Under Labour, UK steel production and employment in the industry halved.
Yes, if you compare 1997 to 2010, when the economy was in a slump. Production has been, broadly, in decline for decades.
"Under Labour, steel production halved. Under Labour, employment in steel halved. Since I have been Prime Minister, steel production has gone up and steel employment has stayed the same. So before we get a self-righteous lecture from Labour, I would say to them, "Look at your own record!"
David Cameron, 22 October 2015
Last week we took a look at a number of claims about the steel industry that appeared in Prime Minister's Questions.
We were able to verify the figures the Prime Minister used, but didn't have the time or space to go into the issue as fully as we'd have liked. And we didn't have access to the exact numbers used. We've now been provided with them by the International Steel Statistics
They show that steel production and employment in the sector almost halved under the last Labour government. That's if you compare 1997 to 2010, when the sector and the wider economy were in a bit of a slump. Production has increased since then as the Prime Minister says, but neither output nor employment has recovered to 2008 levels.
These trends might not be that relevant to the current problems in the industry, which seem to be at least in part due to a rise in steel exports from China.
Production and employment in the steel industry has been in decline for decades
In 1997 the UK produced 18.3 million tonnes of crude steel, according to the ISSB, and 18.5 million tonnes according to trade body UK Steel. Both bodies agree that by 2010 the figure had fallen to 9.7 million tonnes. So it very nearly halved.
Production has been up and down since the ISSB's figures begin in 1972, but the broad trend has been downwards throughout the period.
In 2010 the industry was in the midst of a slump, which coincided with the recent recession. Production was at about 10 million tonnes or just under in each of the four years from 2009 to 2012, before rising again. It reached 12 million tonnes in 2014.
Employment in the industry fell from 35,000 in 1997 to 19,000 in 2010, according to the ISSB. That's not quite a halving. By 2014 it had fallen to 18,000.
All this pales in comparison to employment a couple of decades beforehand—the ISSB says over 200,000 people were employed by the industry in 1972.
These figures don't include every worker in the steel industry. It doesn't count employees of foundries, for example, or companies that only make steel tubes. The ISSB told us that despite this the figures cover the "vast majority" of employees.
Higher production costs and Chinese 'dumping' may be some of the causes of the current problems in the industry
Looking at it in the long term, the steel industry's decline can be seen as part of the wider changes to the UK economy which have seen manufacturing's share of the economy fall, as the service sector accounts for more employment and output.
The House of Commons Library has gone into some of the problems faced by the UK steel industry more recently. The cost of labour and energy prices is higher for British producers than many of their global competitors.
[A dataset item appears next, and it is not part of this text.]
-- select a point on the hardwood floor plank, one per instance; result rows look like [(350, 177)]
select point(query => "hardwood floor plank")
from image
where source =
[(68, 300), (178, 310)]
And weaker economic growth in China and other economies means demand for steel there hasn't kept pace with growth in supply. China has responded by exporting its excess steel, which has pushed international prices down.
UK Steel says there's been an "unprecedented" increase in the amount of concrete reinforcing bars (rebar) being brought in from China. The European Commission has recently imposed a number of duties on metal products being 'dumped' by China on European markets—'dumping' in this sense involves exporting a product to the EU at prices lower than its normal value.